L’échec de Karim Wade aux élections locales de la zone B à Dakar est devenu un complexe de famille dans la maison Wade. Il fut perçu comme une preuve irréfutable de la médiocrité du fils que les parents compensèrent par des mesures à l’encontre du bon sens. Aussitôt après des élections qui furent un signe sans équivoque du désaveu du régime du SOPI, le père foula au pied la bonne vielle recette du « Qui-aime bien châtie-bien », surtout quand le châtiment est mérité. Wade ne trouva rien de mieux que de consoler le fiston par un ministère qui fut réaménagé quelques mois plus tard en premier ministre de fait. L’inspiration de l’acte est à chercher tout aussi bien du coté de la folie de l’infaillibilité de sa dynastie virtuelle que de l’oubli de l’adage qui dit que : « tu as beau soulever un crapaud, il retombera sur ces pattes ». Dans la vanité des Wade, il y a un aveu de modestie intrinsèque refoulée. Les promotions mirobolantes des fils ne sont en dernière analyse que l’admission par le père que les enfants ne sont pas à la hauteur. Elles sont la reconnaissance implicite qu’ils sont incapables de se hisser de par eux-mêmes sur le champ de la compétition. C’est l’aveu que le rejeton Karim en particulier n’a pas la fibre de leadership qui aura inspiré le montage qui vient d’échouer. Karim ne manque aucune occasion de confirmer le fait avec ses évitements et ses fuites face à la faillite de sa mission. Pour prendre un minimum de responsabilité, il faut un minimum de grandeur et de compétence. Au contraire Karim recourt encore à la recette usitée du bouc-émissaire avec un comportement enfantin qui pointe du doigt vers les syndicats qu’il accuse de sabotage de surcroit. En montrant qu’à l’incompétence il allie l’irresponsabilité, Karim confirme le désaveu inconscient de son père.
L’autre aveu du montage de Wade est qu’il reconnait, à huit mois des élections, qu’il ne peut pas compter sur plus de 25%+1 de l’électorat sénégalais. Dans un signe de déclin et de fin de règne où la mise du désespoir repose sur le fils, Wade fait montre d’une bien triste performance. Le pape du SOPI aura décidément oublié les reflexes de survie qui avaient fondé et soutenu sa carrière de politicien.
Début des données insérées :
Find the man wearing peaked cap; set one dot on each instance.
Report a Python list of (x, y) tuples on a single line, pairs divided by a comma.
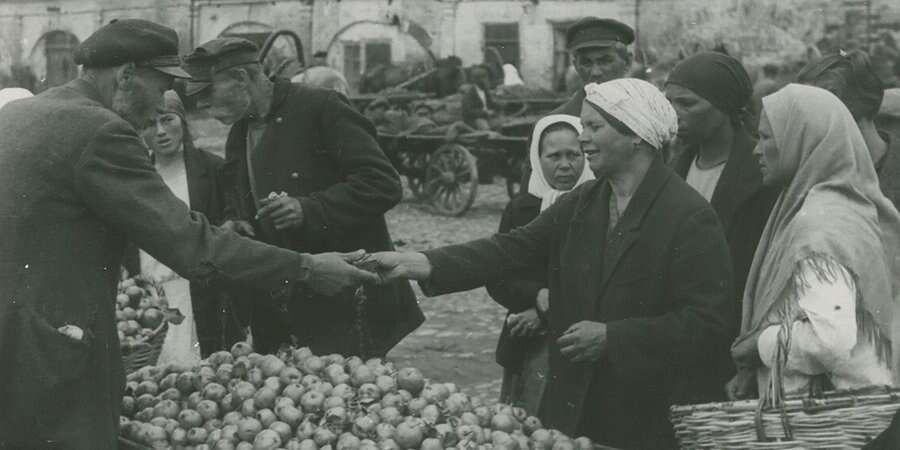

Le dictateur aux abois exhibe un manque flagrant d’imagination dans l’ardeur de survie si caractéristique des gens de son acabit. La fin de son règne restera empreinte du symbole d’une arithmétique d’illuminé qui cherche à faire dire aux chiffres autre chose que leur valeur ; une métaphysique qui cherche à traficoter la notion de majorité pour la rendre conforme à de folles espérances.
Pour l’opposition sénégalaise, il reste à comprendre que la quête de la paix à tout prix est une forme ultime de démission qui fait le lit à la dictature. Pour les citoyens moyens, le comportement du pouvoir actuel devrait dissiper le mythe d’une exception historique qui mettrait le Sénégal naturellement à l’abri d’une dictature. On retiendra que face aux régimes sourds, le cocktail-Molotov a prouvé être un vocable efficace. Quelques incendies de maisons et de voitures de faucons du régime ont convaincu une majorité jusque là au garde-à-vous à sauver la nation de la folie du chef. Mais Wade continue de pérorer sa déférence aux marabouts pour ne pas admettre que dans l’après-midi du 23 Juin 2011, il n’avait pas de votes pour faire adopter son projet de loi. Méconnaissant que les pays des fois grandissent en une journée, il alterne entre les menaces, les courbettes et les suppliques par fils interposé. Les opposants au régime auraient tort de se prendre dans ces jeux et ces fausses reculades. Face aux multiples désaveux qu’il a accumulés, le faux-roi n’a plus rien à perdre. Il s’avère nu et sait que le monde le sait. C’est dire que d’ici Février 2012, il faut s’attendre à des trouvailles dangereuses et se préparer en conséquence.